Message Length Distribution (hist 1) | Message Length Distribution (hist 2) |
---|---|
![]() |
![]() |
- Word cloud visualization for spam and ham messages. We create separate word clouds for “spam” and “ham” messages to understand the common vocabulary used in each category
- Top words frequency analysis. We extract the most frequent words in both spam and ham messages after preprocessing and this provides insight into the content of spam messages versus legitimate ones
We apply two data mining techniques to the SMS Spam Collection Dataset. Classification to predict whether a message is spam or ham and clustering to explore natural groupings in the dataset, even though we already know the labels.
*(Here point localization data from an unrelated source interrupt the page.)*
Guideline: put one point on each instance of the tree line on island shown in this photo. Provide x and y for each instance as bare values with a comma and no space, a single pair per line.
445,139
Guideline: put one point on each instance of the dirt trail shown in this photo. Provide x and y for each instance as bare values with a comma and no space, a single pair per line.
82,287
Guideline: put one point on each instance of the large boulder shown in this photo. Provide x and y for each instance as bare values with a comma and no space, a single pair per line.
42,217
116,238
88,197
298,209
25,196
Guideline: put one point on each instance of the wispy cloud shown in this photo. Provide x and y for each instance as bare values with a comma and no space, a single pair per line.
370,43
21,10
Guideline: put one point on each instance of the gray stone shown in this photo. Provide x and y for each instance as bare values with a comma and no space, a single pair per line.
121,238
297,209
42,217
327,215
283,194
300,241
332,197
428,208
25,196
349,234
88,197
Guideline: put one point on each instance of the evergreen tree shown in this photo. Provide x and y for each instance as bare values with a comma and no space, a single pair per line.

Using PyCaret, we set up the dataset, train multiple classification models, compare their performance, and select the best model for spam detection. Once the models are compared, PyCaret automatically ranks them based on performance metrics such as accuracy, precision, recall, and F1-score.
We also perform K-Means Clustering to explore the possibility of identifying natural clusters in the data. While we already have labels (spam or ham), clustering allows us to examine if the messages group naturally into distinct categories.
- The best-performing model was a Logistic regression model and had an accuracy of 89%, precision of 90%, and recall of 89%.
- The confusion matrix shows that the model is very precise (100%), meaning when it classifies a message as spam, it is never wrong but the recall is also very low (26.85%), meaning the model fails to detect a large portion of actual spam messages (high false negative rate).
- The ROC AUC Curve also demonstrates the final model’s ability to distinguish between spam and ham. The AUC-ROC score was 0.91, indicating strong classification capability.
- Clustering results confirmed that messages naturally group into two distinct categories by the spam/ham characteristics found in the dataset. Cluster 0 represents Ham and Cluster 1 represents spam.
Our results reveal that the model effectively classifies legitimate messages (high precision) but struggles with identifying spam (low recall). While the ROC curve shows strong overall performance (AUC of 0.91), the model's recall for spam detection needs improvement. The results of our K-means clustering also show that there is a distinction between spam and legitimate messages, and this is also visible in the word cloud with spam messages often containing promotional or urgent language like "text", "call" and "free". The logistic regression model performed quite well but will need to be further trained to be considered useful in real-world applications such as spam filters, etc.
- Improve recall by using ensemble methods like Random Forest or XGBoost.
- Use deep learning (LSTMs, Transformers) for better text representation.